If there is one thing that is clear from the Consensus conference in New York this week, it’s that there are far too many programmers running projects and not enough entrepreneurs.
Now don’t get me wrong, programmers are needed and are in short supply overall when it comes to blockchain. However, programmers generally make terrible businessmen, and that’s what these projects are, they are mini-businesses. They need the direction of someone who understands marketing and how to translate technology in a way that it can be sold to non-technical people.
Look at some of the largest technology firms in the world such a Apple or Microsoft. They generally had a technical person, and then another who is more of an entrepreneur early on. Think Steve Jobs and Steve Wozniak. Jobs knew how to sell technology to the masses, that was his talent, not churning out code day after day. Without Jobs’ talent, Apple lost its focus and had to be rescued by him later on. Microsoft has a similar story. Bill Gates hired Steve Ballmer as the first business manager at Microsoft in 1980. He was instrumental in guiding the company forward.
I’m not bad mouthing programmers here, but they have a talent, and that talent is programming, not running a company. The same you way you wouldn’t hire the average CEO to code you a new app, you shouldn’t expect a group of programmers to run a business as good as it can be run. Entrepeneurs understand how to move the entire business forward, not just the code.
Back to the consensus conference which was basically an 18 million dollar money grab. Not one exciting news item came out that reached mainstream media. The only story that got traction on sites like Bloomberg was that BitMex rented some Lambos and parked them out front of the conference, solidifying the notion in the mainstream that most of crypto is fake and nothing but smoke and mirrors. The same when a daily show comedian came to roast the conference. Overall, most of the mainstream coverage was negatvive because there was nothing for them to understand. Nobody was effectively translating the tech in ways to attract the mainstream.

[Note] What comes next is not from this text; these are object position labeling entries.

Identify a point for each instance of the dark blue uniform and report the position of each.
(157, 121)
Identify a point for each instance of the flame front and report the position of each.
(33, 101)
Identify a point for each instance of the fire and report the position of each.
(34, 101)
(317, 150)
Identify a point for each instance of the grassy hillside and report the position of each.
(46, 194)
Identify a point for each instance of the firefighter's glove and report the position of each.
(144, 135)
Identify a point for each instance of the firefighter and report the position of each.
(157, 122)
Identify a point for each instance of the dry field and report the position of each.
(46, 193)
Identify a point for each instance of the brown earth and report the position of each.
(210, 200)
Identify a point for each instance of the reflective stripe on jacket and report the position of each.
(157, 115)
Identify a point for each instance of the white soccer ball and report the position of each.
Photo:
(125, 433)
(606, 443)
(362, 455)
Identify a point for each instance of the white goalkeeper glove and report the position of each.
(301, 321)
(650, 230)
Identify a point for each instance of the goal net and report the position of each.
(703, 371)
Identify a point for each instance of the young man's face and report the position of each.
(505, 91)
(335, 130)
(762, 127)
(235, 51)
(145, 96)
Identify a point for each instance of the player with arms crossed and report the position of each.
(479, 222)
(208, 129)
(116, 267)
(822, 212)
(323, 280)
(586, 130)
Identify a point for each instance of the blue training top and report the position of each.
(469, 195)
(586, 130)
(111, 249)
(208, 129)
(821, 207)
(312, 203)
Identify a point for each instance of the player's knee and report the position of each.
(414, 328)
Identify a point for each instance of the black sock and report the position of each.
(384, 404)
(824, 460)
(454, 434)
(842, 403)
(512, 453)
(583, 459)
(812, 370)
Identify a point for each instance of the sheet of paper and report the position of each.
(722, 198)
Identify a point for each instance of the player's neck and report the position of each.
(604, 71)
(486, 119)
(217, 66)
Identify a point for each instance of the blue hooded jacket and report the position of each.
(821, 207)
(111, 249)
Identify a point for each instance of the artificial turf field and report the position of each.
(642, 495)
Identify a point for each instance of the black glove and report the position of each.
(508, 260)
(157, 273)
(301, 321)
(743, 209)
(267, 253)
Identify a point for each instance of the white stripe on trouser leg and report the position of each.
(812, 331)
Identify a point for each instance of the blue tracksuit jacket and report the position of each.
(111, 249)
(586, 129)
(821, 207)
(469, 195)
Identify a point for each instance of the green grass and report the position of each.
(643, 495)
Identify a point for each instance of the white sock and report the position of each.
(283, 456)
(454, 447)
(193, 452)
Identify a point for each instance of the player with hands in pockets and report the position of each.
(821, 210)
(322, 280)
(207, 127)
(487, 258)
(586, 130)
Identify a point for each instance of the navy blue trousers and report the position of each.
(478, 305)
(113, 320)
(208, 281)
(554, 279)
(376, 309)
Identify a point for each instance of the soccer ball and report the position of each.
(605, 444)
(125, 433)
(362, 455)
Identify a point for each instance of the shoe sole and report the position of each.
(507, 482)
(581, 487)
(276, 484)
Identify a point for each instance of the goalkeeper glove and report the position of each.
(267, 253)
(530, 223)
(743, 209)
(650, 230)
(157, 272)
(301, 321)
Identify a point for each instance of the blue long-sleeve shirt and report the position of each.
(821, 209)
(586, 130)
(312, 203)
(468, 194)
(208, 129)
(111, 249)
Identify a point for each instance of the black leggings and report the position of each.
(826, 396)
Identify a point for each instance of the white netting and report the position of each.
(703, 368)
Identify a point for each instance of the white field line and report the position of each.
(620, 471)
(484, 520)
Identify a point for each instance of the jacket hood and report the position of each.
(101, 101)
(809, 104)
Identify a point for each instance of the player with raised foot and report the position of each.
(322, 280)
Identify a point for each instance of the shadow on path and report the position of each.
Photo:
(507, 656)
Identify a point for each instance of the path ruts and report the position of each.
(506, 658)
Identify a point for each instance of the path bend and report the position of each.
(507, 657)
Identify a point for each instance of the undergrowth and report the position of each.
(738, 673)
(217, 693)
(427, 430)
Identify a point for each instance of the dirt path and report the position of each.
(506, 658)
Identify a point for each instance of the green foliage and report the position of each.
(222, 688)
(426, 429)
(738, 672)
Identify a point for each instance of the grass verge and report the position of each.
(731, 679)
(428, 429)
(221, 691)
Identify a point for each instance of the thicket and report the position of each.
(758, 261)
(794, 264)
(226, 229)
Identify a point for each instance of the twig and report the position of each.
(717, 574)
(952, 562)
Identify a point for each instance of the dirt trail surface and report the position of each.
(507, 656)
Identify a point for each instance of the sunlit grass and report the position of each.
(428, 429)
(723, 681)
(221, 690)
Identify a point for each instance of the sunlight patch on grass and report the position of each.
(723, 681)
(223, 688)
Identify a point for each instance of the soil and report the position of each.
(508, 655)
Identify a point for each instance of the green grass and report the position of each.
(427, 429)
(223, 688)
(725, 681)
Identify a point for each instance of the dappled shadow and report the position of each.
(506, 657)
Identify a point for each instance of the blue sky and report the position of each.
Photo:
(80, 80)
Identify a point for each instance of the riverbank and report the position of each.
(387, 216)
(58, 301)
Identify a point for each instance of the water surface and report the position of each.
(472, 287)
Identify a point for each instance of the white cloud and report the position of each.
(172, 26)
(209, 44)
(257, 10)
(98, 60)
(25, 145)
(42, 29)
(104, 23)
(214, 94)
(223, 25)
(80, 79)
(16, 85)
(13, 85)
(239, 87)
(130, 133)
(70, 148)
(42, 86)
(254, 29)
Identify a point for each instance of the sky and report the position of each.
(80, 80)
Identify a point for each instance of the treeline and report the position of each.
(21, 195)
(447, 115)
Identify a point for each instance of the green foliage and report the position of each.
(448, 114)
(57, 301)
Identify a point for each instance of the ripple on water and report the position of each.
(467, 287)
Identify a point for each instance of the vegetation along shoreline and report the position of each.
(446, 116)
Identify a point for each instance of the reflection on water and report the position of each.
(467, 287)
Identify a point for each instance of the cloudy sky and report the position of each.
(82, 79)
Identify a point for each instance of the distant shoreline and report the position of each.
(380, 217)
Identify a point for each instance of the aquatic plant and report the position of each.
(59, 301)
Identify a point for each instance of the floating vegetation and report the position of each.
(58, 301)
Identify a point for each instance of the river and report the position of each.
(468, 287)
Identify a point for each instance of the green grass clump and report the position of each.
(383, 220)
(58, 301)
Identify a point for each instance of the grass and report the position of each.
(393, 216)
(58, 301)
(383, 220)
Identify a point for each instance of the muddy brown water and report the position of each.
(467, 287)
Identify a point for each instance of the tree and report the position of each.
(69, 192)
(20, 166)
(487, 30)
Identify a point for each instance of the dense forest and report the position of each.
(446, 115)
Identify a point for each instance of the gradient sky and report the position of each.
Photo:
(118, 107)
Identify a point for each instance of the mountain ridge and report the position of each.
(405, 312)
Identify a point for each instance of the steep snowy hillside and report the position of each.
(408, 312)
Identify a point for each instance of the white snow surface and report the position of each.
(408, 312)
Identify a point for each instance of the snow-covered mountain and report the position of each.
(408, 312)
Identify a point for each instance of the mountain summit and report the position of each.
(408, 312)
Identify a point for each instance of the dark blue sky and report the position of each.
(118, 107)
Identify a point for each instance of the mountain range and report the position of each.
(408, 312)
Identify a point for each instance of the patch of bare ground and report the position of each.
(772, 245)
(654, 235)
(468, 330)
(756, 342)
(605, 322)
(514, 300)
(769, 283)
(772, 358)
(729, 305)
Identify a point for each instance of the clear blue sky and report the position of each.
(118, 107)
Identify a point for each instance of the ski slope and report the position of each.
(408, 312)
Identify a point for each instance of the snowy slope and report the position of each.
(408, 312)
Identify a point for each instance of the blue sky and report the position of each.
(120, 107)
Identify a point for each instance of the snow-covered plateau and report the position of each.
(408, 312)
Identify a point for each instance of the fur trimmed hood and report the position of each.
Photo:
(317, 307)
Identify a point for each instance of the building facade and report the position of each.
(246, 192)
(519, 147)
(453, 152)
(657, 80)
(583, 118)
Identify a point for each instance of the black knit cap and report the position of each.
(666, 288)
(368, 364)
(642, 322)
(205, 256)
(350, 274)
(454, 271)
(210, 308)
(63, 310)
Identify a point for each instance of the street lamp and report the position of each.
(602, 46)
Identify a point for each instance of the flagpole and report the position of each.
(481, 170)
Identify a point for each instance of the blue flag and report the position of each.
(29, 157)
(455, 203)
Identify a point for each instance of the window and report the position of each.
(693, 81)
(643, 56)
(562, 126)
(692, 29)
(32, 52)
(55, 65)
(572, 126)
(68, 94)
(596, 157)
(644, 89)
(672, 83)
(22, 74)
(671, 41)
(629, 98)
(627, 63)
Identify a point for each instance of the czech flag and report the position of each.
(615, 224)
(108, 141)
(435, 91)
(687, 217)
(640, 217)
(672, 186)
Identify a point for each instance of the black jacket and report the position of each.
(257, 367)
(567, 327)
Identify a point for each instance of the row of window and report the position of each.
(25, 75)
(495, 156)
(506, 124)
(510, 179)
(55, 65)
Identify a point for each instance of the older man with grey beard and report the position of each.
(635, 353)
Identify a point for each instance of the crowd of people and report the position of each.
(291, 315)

If you go back to the early days of conferences like CES, actual working products were displayed. News was generated that although technical, brought in regular non-technical news outlets to write about it. The reason is because many of the companies back then had entrepreneurs running the business while the technical people focused on what they do best. This is a proven winning formula for technology companies, yet blockchain seems to want to avoid having actual businessmen running the show. And the shortcomings of this approach are obvious in the childish and amateurish marketing efforts or public missteps by many crypto projects. For example, having poorly set up video press conference or project founders swearing or berating detractors on message boards. It all reeks of amateurish businessmen who are flush with cash but low on experience.
Sadly, there is a huge wasteland in blockchain. At one end you have programmers running projects, and at the other end you have scammers and con men which leaves a giant gap in the middle.
So while blockhain currently is a place where programmers like Vitalik Buterin are looked upon as the super stars, the first few projects that understand the importance of partnering with an equally visionary business focused partner will take the space by storm.